Dağlar, dağ yamaçları, yaylalar ve ovalar yeşilin tüm tonlarıyla kaplanırdı.

Ekinler yeşerir, kuzular meleşirdi.

Doğa, yeşil bir deniz olurdu.

Güneyden esen rüzgârlar, insanların içini ısıtmaya başlardı.

Bütün bahçeler, bir çiçek cümbüşüne dönerdi.

Güney’den gelen leylekler, kavak ağaçlarının yükseklerine yuvalarını yapardı.

Şarözü Bağları’ndaki asma yaprakları arasında ibibikler öterdi.

Sürüler halinde uçuşan sığırcıklar, gökyüzünde dans eder gibi uçarlardı.

Kazalpa Çayı çağlar ve etrafındaki söğüt ağaçları dal budak sarardı.

Kiraz ağaçları dallarında çiçekler açar; çiçeklere arılar konar ve uçardı.

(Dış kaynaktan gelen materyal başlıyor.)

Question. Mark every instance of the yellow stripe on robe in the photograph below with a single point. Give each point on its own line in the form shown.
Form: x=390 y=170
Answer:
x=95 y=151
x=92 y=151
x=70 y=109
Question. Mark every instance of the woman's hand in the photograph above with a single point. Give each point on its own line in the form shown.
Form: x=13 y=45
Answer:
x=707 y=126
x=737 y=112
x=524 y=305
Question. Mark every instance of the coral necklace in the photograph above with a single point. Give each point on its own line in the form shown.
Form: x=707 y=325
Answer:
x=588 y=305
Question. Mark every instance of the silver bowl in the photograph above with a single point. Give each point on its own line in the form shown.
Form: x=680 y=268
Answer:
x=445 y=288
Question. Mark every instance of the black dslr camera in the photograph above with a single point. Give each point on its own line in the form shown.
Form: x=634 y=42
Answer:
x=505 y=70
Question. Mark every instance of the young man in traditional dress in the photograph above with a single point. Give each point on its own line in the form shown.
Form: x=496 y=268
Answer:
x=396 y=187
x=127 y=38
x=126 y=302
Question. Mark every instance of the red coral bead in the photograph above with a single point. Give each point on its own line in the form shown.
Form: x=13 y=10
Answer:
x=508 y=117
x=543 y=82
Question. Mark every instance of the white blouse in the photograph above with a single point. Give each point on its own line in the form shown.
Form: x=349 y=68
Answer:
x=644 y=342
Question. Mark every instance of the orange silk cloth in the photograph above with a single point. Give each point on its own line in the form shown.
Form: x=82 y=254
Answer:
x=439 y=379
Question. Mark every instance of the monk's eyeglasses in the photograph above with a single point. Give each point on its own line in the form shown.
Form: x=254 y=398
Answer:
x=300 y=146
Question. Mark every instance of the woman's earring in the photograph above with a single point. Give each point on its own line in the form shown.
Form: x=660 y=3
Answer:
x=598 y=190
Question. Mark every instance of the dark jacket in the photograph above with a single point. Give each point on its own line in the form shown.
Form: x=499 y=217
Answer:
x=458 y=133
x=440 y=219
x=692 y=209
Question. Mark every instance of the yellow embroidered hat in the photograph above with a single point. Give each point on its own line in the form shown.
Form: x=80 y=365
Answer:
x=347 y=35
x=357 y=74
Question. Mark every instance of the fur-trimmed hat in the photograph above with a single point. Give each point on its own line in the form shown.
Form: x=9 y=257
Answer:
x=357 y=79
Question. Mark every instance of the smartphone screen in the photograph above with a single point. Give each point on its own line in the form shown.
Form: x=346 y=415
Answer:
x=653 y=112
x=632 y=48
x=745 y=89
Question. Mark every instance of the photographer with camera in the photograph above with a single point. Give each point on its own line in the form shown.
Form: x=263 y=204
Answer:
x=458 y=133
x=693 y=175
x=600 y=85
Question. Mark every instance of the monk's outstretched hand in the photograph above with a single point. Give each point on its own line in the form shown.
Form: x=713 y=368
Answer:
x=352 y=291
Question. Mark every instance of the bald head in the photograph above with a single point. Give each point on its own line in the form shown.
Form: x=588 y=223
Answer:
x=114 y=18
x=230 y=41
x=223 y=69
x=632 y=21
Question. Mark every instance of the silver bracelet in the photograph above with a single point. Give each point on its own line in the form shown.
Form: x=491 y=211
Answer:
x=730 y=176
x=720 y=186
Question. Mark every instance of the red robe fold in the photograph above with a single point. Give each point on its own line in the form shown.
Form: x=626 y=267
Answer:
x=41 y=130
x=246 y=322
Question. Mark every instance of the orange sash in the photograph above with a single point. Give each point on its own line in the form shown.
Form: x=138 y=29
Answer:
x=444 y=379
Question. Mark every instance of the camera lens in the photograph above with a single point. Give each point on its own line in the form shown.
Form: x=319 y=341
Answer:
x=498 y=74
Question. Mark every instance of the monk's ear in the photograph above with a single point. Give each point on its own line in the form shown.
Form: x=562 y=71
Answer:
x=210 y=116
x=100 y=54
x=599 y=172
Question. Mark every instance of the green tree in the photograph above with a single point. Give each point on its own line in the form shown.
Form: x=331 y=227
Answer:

Karıncalar, ince ve siyah çizgiler oluşturarak durmadan çalışırlardı.

İlk çağlalar kamış sepetlerle sebze pazarına taşınırdı.

Karadağ, üzerindeki karlardan arınırdı.

Serçeler, çimler ve çiçekler arasına konar ve çiçekler arasında oraya buraya hep sıçrardı.

Akyokuş’ta sarı ve beyaz papatyalar açardı.

Gelincikler, Akyokuş’tan Konya Yolu boyunca tüm yerleri kızıla boyardı.

İstasyon Caddesi’nde sağlı sollu sıralanmış akasya ağaçlarında kırmızı beyaz akasyalar salkım saçak açardı.

Bahçelerde açan güllerin kokuları etrafa yayılırdı.

Böylece baharla birlikte bütün Kadınların, erkeklerin ve çocukların yüzleri gülmeye başlardı.

Şimdi, Karaman…

Bütün ilköğretim okullarındaki binlerce öğrenci tarafından Türküm, Doğruyum, Çalışkanım dizeleriyle başlayan Andımız, yasaklandığı için okunamaz oldu.

Yeşilin yerine; demir ve çimentonun oluşturduğu gri bir renk almış.

Çiçek kokularının yerini, araçların egzozlarından çıkan karbondioksit gazı sarmış.

Sevinçli ve coşkulu insanlar gitmiş; onların yerini kaşları çatık ve yüzleri gülmeyen ve birbirlerini görmeyen insanlar almış.

Çocuk cıvıltıları yerini, derin bir sessizliğe bırakmış.

Kuşlar, arılar, karıncalar kalmamış, onların yerlerini araçların korna sesleri almış.

Bağ ve bahçeler yok olmuş, yerlerinde kibrit kutuları gibi sıralanmış ve iç içe beton evler yükselmiş.

Yaşadığım Karaman yerine, içimi yakan bir Karaman kalmış.